QUELQUES NOTES
- Boris Pasternak est né en 1890; il publia ses premiers poèmes en 1913. Très violemment attaqué pendant une dizaine d'années par les littérateurs officiels, proclamé en 1934 « le plus grand poète de l'U.R.S.S. " ; garda cependant mauvais caractère à l'égard de l'État; interdit en U.R.S.S. en 1946.
-« Vous n'aurez aucune efficacité en agissant comme vous faites! » me disent certains. Je ne peux accepter l'idée d'"efficacité"; un acte de l'Esprit ne doit avoir d'autre origine, d'autre moyen, d'autre but, d'autre appui que l'Esprit.
-« Vous vous contraignez à de trop grands sacrifices », me disent d'autres. Cela n'est pas vrai: connaissant une vingtaine de langues dites « étrangères », je gagne très bien, donc injustement, ma vie dans une époque où règne la misère; je serais le dernier des derniers si je gardais pour moi cette chance; cette chance est le bien de tous les autres travailleurs et non pas ma propriété.
-« Nous sommes prêts à vous pardonner vos erreurs passées et à fêter votre retour parmi nous; nous ne voulons pas que vous soyez si malheureux ! », me suggèrent quelques séducteurs. Mes « erreurs passées » furent de refuser avec obstination toute trahison envers les idées authentiques d'extrême-gauche qui furent, sont et resteront les miennes; je suis fier de ces « erreurs » et je m'y tiendrai.
Je me suis donné bien du mal, il y a deux ans, pour obtenir que les malins et les couards me condamnent; je conterai quelque jour combien je dus me démener pour être admis à figurer, deux mois après tous les autres, sur la « liste noire des écrivains ». Et j'irais maintenant perdre cet avantage?
- Trois de ces poèmes furent publiés en 1943 dans la « Nouvelle Revue Française" du regretté Drieu La Rochelle.

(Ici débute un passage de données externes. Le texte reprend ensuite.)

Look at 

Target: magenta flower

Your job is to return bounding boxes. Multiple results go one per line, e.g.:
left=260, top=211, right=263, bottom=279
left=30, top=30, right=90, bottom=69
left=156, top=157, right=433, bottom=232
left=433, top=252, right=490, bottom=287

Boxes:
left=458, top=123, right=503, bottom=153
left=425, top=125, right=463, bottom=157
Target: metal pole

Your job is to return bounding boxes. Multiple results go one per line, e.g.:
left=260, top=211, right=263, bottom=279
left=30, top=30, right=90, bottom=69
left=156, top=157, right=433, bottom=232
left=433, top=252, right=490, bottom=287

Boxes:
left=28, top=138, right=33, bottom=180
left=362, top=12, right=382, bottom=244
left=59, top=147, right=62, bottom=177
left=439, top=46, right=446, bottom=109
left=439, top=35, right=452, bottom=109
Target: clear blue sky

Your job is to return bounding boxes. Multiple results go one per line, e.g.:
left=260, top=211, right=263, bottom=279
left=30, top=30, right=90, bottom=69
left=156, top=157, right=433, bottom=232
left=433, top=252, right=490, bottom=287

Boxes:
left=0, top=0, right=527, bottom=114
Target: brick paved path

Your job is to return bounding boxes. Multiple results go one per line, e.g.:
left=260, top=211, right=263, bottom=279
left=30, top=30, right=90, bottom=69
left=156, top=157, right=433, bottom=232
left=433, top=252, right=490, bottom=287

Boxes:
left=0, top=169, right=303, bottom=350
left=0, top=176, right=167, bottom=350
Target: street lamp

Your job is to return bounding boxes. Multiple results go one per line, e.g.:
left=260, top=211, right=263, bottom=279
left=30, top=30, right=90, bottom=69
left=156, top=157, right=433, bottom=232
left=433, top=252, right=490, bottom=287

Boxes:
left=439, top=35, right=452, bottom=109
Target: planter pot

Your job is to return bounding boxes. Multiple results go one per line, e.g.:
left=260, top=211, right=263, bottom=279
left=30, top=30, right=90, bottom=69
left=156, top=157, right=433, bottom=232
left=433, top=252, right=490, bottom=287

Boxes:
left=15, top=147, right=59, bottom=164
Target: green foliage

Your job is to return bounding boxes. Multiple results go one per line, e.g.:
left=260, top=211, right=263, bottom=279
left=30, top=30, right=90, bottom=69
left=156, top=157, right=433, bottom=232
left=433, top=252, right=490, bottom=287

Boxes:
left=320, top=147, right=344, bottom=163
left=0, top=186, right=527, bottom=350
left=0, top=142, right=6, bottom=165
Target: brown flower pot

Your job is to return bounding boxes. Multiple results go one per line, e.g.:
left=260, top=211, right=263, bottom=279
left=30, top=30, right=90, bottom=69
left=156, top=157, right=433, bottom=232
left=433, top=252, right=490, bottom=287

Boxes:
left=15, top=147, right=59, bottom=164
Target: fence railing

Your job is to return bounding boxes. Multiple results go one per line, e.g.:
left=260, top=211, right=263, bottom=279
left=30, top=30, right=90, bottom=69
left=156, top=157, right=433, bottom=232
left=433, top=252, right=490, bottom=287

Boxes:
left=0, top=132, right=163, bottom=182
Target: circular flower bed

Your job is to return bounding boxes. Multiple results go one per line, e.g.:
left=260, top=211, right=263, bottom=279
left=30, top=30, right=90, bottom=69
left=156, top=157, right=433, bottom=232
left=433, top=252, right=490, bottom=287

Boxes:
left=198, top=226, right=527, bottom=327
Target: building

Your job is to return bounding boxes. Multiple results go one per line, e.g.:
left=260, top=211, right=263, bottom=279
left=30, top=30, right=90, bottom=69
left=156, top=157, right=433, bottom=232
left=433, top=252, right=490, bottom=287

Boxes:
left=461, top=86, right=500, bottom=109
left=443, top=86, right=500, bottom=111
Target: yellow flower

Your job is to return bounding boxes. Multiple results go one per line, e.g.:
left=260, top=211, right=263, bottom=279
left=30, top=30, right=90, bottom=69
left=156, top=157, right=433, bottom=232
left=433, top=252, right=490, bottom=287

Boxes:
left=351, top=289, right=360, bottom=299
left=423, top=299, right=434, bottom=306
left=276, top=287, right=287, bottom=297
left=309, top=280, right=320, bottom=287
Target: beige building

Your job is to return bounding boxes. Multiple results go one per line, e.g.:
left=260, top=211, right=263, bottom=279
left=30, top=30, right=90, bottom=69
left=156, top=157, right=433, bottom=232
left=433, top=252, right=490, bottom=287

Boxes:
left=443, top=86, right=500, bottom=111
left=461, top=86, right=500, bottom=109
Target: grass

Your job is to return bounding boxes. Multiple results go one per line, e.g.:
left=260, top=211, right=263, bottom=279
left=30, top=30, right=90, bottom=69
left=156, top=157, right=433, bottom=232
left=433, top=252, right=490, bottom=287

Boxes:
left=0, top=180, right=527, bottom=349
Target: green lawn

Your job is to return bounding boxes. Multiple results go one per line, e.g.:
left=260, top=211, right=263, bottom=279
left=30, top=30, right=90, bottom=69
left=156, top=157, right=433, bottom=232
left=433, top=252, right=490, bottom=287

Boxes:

Je profite de l'occasion qui m'est offerte pour dire que cet homme, dont les idées étaient diamétralement opposées aux miennes, fut et est mon ami. Je n'ai pas eu le privilège d'une belle éducation bourgeoise et je n'ai jamais pu apprendre que le devoir du citoyen est de vouloir la mort de qui ne pense pas exactement comme lui; j'exprime ici publiquement mon regret de n'avoir pas donné de plus grandes marques d'affection, pendant qu'il en était encore temps, à cet homme que guettait un sort injuste.
A propos de Boris Pasternak je publiai en 1943, dans cette même « Nouvelle Revue Française » quelques pages où je témoignai d'une certaine dilection pour la Russie stalinienne. Que les prolétaires russes ne me le reprochent pas: ce n'était de ma part que recette pour accroître un danger; j'étais cette année-là sans cesse ridiculement menacé par de ridicules manieurs de revolvers; il me parut excellent d'être davantage menacé et de publier très exactement ce qu'on voulait le plus interdire. J'espère bien continuer toujours ainsi; ce siècle de terreurs est un siècle miraculeux pour qui justement se rit des terreurs. Messieurs les inventeurs de dangers, je suis d'avance votre client.